In [0]:
'''
Model Analysis - Clustering
'''
import os
import pickle
import re
import nltk
nltk.download('punkt')
import heapq
import numpy as np
from random import shuffle
from sklearn.metrics import pairwise_distances
from scipy.spatial.distance import cosine
from sklearn.cluster import KMeans
import pandas as pd
from sklearn.decomposition import PCA
import matplotlib.pyplot as plt
from sklearn.preprocessing import StandardScaler

[nltk_data] Downloading package punkt to /root/nltk_data...
[nltk_data]   Unzipping tokenizers/punkt.zip.


In [0]:
from google.colab import drive
drive.mount('/content/drive')

Go to this URL in a browser: https://accounts.google.com/o/oauth2/auth?client_id=947318989803-6bn6qk8qdgf4n4g3pfee6491hc0brc4i.apps.googleusercontent.com&redirect_uri=urn%3aietf%3awg%3aoauth%3a2.0%3aoob&response_type=code&scope=email%20https%3a%2f%2fwww.googleapis.com%2fauth%2fdocs.test%20https%3a%2f%2fwww.googleapis.com%2fauth%2fdrive%20https%3a%2f%2fwww.googleapis.com%2fauth%2fdrive.photos.readonly%20https%3a%2f%2fwww.googleapis.com%2fauth%2fpeopleapi.readonly

Enter your authorization code:
··········
Mounted at /content/drive


In [0]:
####################################
# LOAD Model output
####################################
with open('/content/drive/My Drive/CS 263 Project/Final Project Data/BoW_info_full.pickle','rb') as f:
    BoW = pickle.load(f)
with open('/content/drive/My Drive/CS 263 Project/Final Project Data/bert_similarities.p','rb') as f:
    BERT = pickle.load(f)
with open('/content/drive/My Drive/CS 263 Project/Final Project Data/doc2vec_similarity.pickle','rb') as f:
    D2V = pickle.load(f)
with open('/content/drive/My Drive/CS 263 Project/Final Project Data/BiLSTM_similarity.pickle','rb') as f:
    LSTM = pickle.load(f)

#Embeddings 
BoW_Embeddings = BoW["BoW"]["embedding"]
BERT_Embeddings = BERT['embeddings']
D2V_Embeddings = D2V[0]
LSTM_Embeddings = LSTM[0]

#IDs
BoW_IDs = BoW["BoW"]["ids"]
BERT_IDs = BERT['ids']
D2V_IDs = D2V[1]
LSTM_IDs = LSTM[1]

In [0]:
####################################
# LOAD FULL BAKING DATA
####################################
#Lang Class
class Lang:
    def __init__(self, name):
        self.name = name
        self.word2index = {}
        self.word2count = {}
        self.index2word = {0: "SOS", 1: "EOS"}
        self.n_words = 2  # Count SOS and EOS
    def addSentence(self, sentence):
        for word in sentence.split(' '):
            self.addWord(word)
    def addWord(self, word):
        if word not in self.word2index:
            self.word2index[word] = self.n_words
            self.word2count[word] = 1
            self.index2word[self.n_words] = word
            self.n_words += 1
        else:
            self.word2count[word] += 1

#get data
with open('/content/drive/My Drive/CS 263 Project/Final Project Data/baking_data_title_ingredients.pickle','rb') as f:
    baking_data = pickle.load(f)

with open('/content/drive/My Drive/CS 263 Project/Final Project Data/nutritional_info.pickle','rb') as f:
    nutritional_df = pickle.load(f)

# Index out
health_mask = baking_data[0].id.isin(nutritional_df.id)

# baking dataframe
df = baking_data[0][health_mask] #5000 obs
list(df.columns)

#nutrition df
list(nutritional_df.columns)

# Recipe IDs
baking_ids = df.id.values
baking_strings = np.array(baking_data[1])[health_mask].tolist()

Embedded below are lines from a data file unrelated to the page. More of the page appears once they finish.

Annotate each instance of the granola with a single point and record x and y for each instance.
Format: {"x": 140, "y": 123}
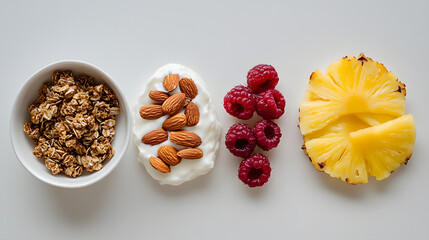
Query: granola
{"x": 72, "y": 124}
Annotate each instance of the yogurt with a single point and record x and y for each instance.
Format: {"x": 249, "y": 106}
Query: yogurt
{"x": 208, "y": 128}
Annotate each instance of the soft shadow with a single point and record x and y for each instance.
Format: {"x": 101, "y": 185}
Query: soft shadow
{"x": 80, "y": 206}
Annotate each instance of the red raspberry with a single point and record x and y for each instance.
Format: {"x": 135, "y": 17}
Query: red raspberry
{"x": 240, "y": 140}
{"x": 267, "y": 134}
{"x": 255, "y": 170}
{"x": 261, "y": 78}
{"x": 240, "y": 102}
{"x": 270, "y": 104}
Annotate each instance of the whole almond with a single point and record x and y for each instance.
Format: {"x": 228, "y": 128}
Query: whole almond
{"x": 155, "y": 137}
{"x": 192, "y": 114}
{"x": 174, "y": 104}
{"x": 170, "y": 82}
{"x": 175, "y": 122}
{"x": 185, "y": 138}
{"x": 151, "y": 111}
{"x": 169, "y": 155}
{"x": 188, "y": 87}
{"x": 190, "y": 153}
{"x": 159, "y": 165}
{"x": 158, "y": 96}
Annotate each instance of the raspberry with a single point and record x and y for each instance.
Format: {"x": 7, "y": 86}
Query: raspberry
{"x": 255, "y": 170}
{"x": 261, "y": 78}
{"x": 240, "y": 102}
{"x": 267, "y": 134}
{"x": 240, "y": 140}
{"x": 270, "y": 104}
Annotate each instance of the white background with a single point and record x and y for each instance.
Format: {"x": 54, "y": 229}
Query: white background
{"x": 221, "y": 40}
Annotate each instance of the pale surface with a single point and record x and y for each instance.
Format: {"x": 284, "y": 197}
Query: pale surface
{"x": 221, "y": 41}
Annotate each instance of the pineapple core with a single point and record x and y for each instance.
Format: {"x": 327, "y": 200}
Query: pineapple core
{"x": 355, "y": 104}
{"x": 353, "y": 121}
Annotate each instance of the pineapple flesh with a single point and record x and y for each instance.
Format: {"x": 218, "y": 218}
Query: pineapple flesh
{"x": 353, "y": 123}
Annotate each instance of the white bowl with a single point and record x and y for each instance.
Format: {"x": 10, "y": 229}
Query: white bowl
{"x": 23, "y": 145}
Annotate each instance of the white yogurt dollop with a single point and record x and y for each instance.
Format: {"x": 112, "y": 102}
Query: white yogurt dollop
{"x": 208, "y": 129}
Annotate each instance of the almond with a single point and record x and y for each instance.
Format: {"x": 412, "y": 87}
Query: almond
{"x": 170, "y": 82}
{"x": 169, "y": 155}
{"x": 158, "y": 96}
{"x": 185, "y": 138}
{"x": 174, "y": 104}
{"x": 159, "y": 165}
{"x": 151, "y": 111}
{"x": 188, "y": 87}
{"x": 190, "y": 153}
{"x": 155, "y": 137}
{"x": 175, "y": 122}
{"x": 192, "y": 114}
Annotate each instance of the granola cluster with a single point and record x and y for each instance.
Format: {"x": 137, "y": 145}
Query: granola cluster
{"x": 73, "y": 124}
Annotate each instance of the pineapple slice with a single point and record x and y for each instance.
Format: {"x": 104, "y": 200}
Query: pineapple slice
{"x": 352, "y": 86}
{"x": 353, "y": 121}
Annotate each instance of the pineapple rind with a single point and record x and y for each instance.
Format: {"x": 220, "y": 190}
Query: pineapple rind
{"x": 352, "y": 121}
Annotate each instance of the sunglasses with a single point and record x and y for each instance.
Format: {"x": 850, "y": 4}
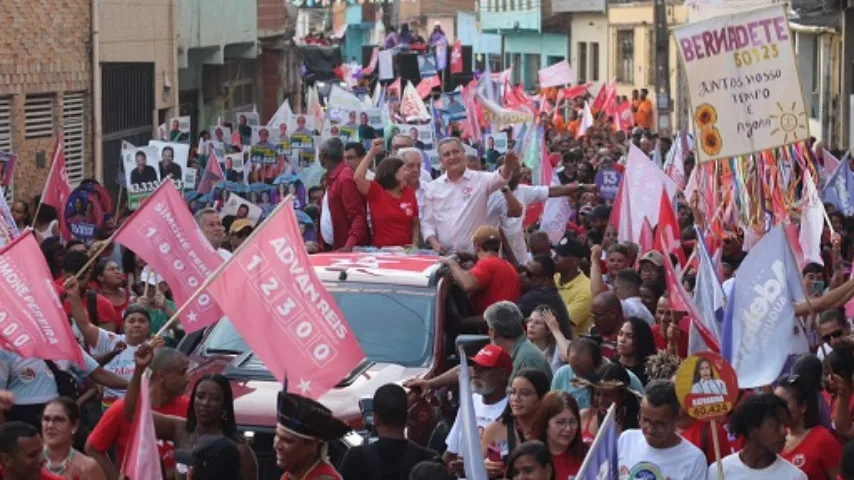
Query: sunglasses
{"x": 832, "y": 335}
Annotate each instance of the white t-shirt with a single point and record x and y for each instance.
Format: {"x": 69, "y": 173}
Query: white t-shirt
{"x": 639, "y": 461}
{"x": 735, "y": 469}
{"x": 122, "y": 364}
{"x": 484, "y": 414}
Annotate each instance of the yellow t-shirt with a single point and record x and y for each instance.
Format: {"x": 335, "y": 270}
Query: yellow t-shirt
{"x": 578, "y": 299}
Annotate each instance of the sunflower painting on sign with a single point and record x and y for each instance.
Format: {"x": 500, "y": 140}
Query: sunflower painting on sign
{"x": 752, "y": 100}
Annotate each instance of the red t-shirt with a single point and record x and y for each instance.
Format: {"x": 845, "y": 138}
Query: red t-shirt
{"x": 391, "y": 218}
{"x": 113, "y": 429}
{"x": 497, "y": 280}
{"x": 566, "y": 465}
{"x": 681, "y": 344}
{"x": 817, "y": 453}
{"x": 698, "y": 429}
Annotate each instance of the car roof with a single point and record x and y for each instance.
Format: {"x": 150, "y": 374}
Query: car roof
{"x": 400, "y": 269}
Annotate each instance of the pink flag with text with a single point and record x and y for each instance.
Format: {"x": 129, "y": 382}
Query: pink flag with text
{"x": 56, "y": 188}
{"x": 555, "y": 75}
{"x": 164, "y": 233}
{"x": 142, "y": 460}
{"x": 278, "y": 305}
{"x": 34, "y": 323}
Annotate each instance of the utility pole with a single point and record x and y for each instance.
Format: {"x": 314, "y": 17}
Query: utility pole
{"x": 663, "y": 102}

# list of strings representing each recipe (instructions only)
# Remove Separaters
baking_strings = [item.replace('--|||--', '').replace('||', '') for item in np.array(baking_data[1])[health_mask].tolist()]
# Remove extra white space
baking_strings = [" ".join(item.split()) for item in baking_strings]  
            
baking_ids_with_strings = list(zip(baking_strings, baking_ids))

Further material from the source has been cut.